State officials in Colorado have announced that as of 2023, health insurance coverage in the state must include gender-confirmation care for transgender patients.

The change has received the federal government’s approval, referring to it as a “landmark step.”

The federal government has called this change a “landmark step” in addressing health insurance coverage disparities. The state’s change means that private care plans must cover gender confirmation surgery, hormone therapy, and facial surgery for transgender people.

“This is essential health care and it deserves to be covered,” said the National Center for Transgender Equality’s Rodrigo Heng-Lehtinen. He said these procedures “are actually recognized as primary care.”

This move has made Colorado the first state to require that policies provide coverage for this level of care, said the Kaiser Family Foundation’s Lindsay Dawson. “But other states can certainly follow suit.”

The health insurance coverage mandate means trans Colorado residents won’t need to pay out of pocket.
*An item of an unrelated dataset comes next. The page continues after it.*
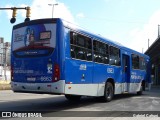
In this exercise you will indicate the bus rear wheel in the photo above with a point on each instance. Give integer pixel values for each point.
(73, 97)
(108, 92)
Right now, trans patients must pay out of pocket for gender confirmation care. This can cost tens of thousands of dollars. This, according to Marvyn Allen of LGBTQ advocacy organization, One Colorado in Denver. Costs this high can require patients to have to evaluate their finances and either made considerable sacrifices or discover that they cannot afford necessary care. As this care has been deemed primary, it is being treated at the same level of importance as other primary medical issues.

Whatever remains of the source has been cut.